Substrates were incubated for 3 weeks without nutrient addition or with C (glucose) or N (ammonium nitrate) addition, and microbial respiration was determined weekly. Substrate C:N ratios were determined at the start of the incubation and were highest for litter followed by Oe layer > LF > bulk soil and HF.
Foliage C:N ratio was a better indicator of microbial respiration than the substrate C:N ratio, suggesting that the foliage C:N ratio reflected unmeasured leaf properties that determined microbial respiration. Respiration was highest in the litter followed by Oe layer > bulk soil > LF > HF.

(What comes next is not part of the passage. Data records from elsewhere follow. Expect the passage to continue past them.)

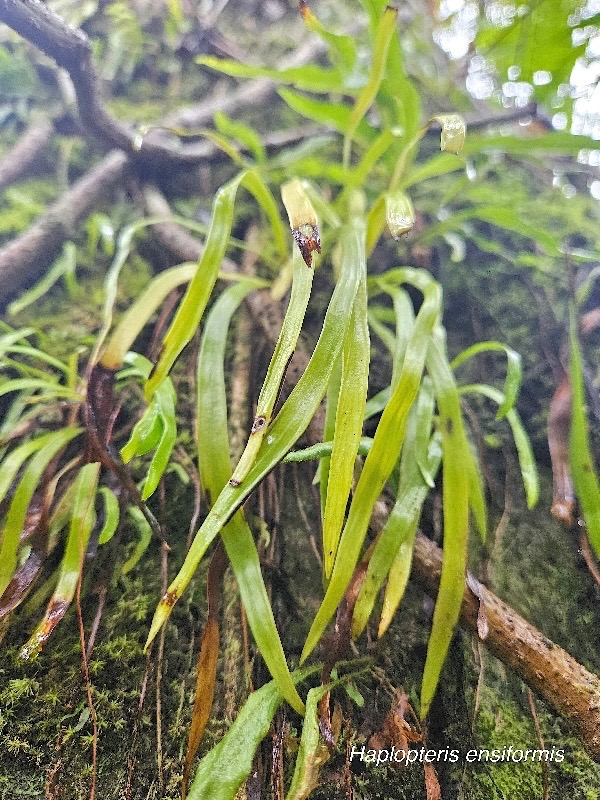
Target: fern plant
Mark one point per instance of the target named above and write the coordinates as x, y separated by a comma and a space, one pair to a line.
73, 473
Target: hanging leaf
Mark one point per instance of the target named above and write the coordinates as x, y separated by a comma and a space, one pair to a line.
82, 521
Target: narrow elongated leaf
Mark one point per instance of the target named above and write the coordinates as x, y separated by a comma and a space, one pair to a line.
585, 477
399, 213
351, 401
138, 315
194, 302
501, 216
383, 37
82, 521
17, 512
145, 531
456, 521
145, 434
15, 460
385, 450
165, 398
522, 443
313, 752
227, 765
291, 422
404, 517
334, 115
284, 349
323, 449
551, 142
514, 371
215, 468
112, 514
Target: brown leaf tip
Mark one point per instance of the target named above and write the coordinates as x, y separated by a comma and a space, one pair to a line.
308, 240
260, 421
169, 599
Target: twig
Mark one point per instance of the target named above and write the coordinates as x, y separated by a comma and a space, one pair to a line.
540, 738
88, 685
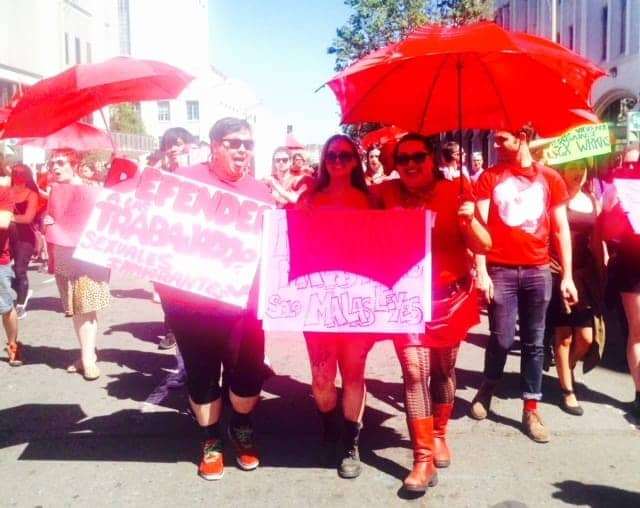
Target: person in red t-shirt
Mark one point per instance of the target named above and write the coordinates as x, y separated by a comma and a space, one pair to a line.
524, 205
210, 332
428, 360
8, 311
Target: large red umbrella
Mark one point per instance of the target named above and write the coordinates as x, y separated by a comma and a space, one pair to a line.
78, 136
56, 102
477, 76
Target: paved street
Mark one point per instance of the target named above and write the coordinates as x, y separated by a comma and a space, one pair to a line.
67, 442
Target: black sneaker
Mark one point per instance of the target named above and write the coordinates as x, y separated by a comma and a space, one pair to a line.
350, 465
168, 341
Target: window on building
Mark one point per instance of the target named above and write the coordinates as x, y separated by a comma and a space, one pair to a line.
193, 110
605, 31
164, 111
623, 27
124, 27
570, 42
66, 49
78, 51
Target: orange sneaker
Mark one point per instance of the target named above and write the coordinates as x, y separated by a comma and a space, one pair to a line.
211, 466
14, 351
246, 451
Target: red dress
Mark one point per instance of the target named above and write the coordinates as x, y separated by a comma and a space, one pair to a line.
455, 308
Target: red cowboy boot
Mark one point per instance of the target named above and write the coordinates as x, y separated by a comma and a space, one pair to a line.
424, 473
441, 453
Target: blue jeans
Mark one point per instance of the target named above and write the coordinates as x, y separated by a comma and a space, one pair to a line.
523, 292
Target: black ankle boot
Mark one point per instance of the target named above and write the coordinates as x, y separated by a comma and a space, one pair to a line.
331, 431
350, 465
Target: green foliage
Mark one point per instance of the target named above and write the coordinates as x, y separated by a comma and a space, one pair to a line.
125, 118
460, 12
376, 23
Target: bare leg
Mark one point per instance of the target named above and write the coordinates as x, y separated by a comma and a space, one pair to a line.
10, 323
207, 414
582, 341
352, 357
86, 327
323, 357
243, 405
631, 304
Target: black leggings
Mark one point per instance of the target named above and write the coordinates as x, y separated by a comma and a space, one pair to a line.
212, 336
21, 251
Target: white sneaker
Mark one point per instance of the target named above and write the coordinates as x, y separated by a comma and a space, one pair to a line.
21, 311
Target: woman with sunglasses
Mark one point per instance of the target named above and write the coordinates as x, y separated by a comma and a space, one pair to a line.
83, 287
340, 185
22, 237
428, 360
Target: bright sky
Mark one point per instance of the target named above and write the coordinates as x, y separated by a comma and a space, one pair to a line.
279, 48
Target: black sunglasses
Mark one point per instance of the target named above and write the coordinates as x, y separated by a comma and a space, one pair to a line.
235, 143
343, 157
402, 159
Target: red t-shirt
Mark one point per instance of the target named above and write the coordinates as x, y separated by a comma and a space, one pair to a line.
450, 258
521, 201
6, 205
246, 186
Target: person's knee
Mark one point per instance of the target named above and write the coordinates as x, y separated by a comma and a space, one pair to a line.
564, 342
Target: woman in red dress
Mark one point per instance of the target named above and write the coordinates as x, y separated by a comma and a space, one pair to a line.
340, 185
428, 360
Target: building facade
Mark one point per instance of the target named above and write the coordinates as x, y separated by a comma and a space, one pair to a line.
607, 32
179, 35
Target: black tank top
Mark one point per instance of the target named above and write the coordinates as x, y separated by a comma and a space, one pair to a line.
23, 232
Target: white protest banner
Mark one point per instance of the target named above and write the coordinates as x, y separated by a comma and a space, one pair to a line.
179, 232
340, 301
628, 191
578, 143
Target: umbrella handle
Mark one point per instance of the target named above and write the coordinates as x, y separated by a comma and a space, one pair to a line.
106, 126
460, 135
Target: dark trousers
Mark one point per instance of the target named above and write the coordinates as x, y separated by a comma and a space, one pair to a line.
21, 252
521, 292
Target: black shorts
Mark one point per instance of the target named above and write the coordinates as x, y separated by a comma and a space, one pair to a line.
211, 336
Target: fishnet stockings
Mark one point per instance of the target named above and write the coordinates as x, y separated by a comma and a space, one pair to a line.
443, 375
421, 365
415, 364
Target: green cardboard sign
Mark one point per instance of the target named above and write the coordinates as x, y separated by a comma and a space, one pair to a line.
578, 143
633, 119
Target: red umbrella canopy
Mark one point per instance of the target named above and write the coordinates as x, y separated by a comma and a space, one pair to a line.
382, 136
78, 136
477, 76
291, 142
56, 102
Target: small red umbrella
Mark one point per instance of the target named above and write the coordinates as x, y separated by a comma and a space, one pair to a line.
56, 102
78, 136
382, 136
292, 143
477, 76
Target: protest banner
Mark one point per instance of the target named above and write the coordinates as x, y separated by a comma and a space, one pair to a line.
628, 191
196, 237
347, 301
578, 143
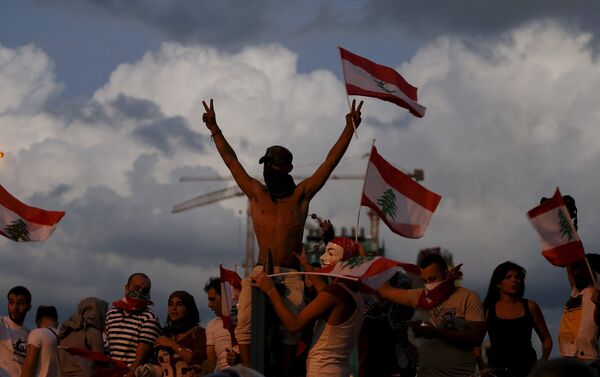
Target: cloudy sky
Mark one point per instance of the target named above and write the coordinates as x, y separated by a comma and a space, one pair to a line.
100, 115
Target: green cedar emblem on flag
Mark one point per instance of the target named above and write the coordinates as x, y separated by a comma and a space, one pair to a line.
356, 261
387, 203
18, 231
381, 84
565, 226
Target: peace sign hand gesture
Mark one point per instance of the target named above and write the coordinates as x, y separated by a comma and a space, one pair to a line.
354, 114
209, 116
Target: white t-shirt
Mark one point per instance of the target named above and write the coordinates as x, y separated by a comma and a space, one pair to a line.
13, 347
220, 338
46, 340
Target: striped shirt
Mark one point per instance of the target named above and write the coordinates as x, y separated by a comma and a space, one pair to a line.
125, 330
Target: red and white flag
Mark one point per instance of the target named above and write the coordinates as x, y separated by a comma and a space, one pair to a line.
404, 205
20, 222
560, 243
231, 285
370, 271
366, 78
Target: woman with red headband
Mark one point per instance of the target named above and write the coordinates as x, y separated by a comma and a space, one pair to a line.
338, 310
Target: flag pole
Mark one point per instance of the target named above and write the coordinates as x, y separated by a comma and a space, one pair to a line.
347, 95
592, 274
362, 191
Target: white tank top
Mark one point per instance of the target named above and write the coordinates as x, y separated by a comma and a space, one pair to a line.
330, 353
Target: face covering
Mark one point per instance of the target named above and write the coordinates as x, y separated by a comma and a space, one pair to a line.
280, 185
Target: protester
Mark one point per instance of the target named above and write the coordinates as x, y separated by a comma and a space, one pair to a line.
131, 326
42, 345
338, 310
83, 330
218, 338
452, 320
510, 319
183, 343
13, 335
578, 334
278, 212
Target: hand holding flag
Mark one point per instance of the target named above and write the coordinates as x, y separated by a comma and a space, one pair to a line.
560, 243
20, 222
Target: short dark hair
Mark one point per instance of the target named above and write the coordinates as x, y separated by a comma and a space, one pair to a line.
437, 259
141, 274
46, 311
20, 290
213, 283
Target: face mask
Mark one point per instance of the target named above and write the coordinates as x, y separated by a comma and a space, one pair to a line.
333, 254
431, 286
139, 295
280, 185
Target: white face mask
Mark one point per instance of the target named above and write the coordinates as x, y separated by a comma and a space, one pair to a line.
431, 286
333, 254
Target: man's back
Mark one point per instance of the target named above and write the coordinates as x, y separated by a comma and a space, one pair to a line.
124, 330
440, 357
279, 225
13, 347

C addition increased respiration of the bulk soil (+39%), LF (+48%), and HF (+72%). Priming of SOM respiration was therefore higher in substrates with less available C.
N significantly increased respiration of litter (+19%) but decreased respiration of bulk soil (-18%). The difference in respiration of HF vs. bulk soil following N addition suggested that, in addition to the stage of decomposition, environmental properties present in bulk soil but absent in HF may cause the reduction in respiration after N addition to bulk soil.
Overall, the results indicate that differences in the contents of SOM fractions among soils will affect the responses of those soils to C and N additions.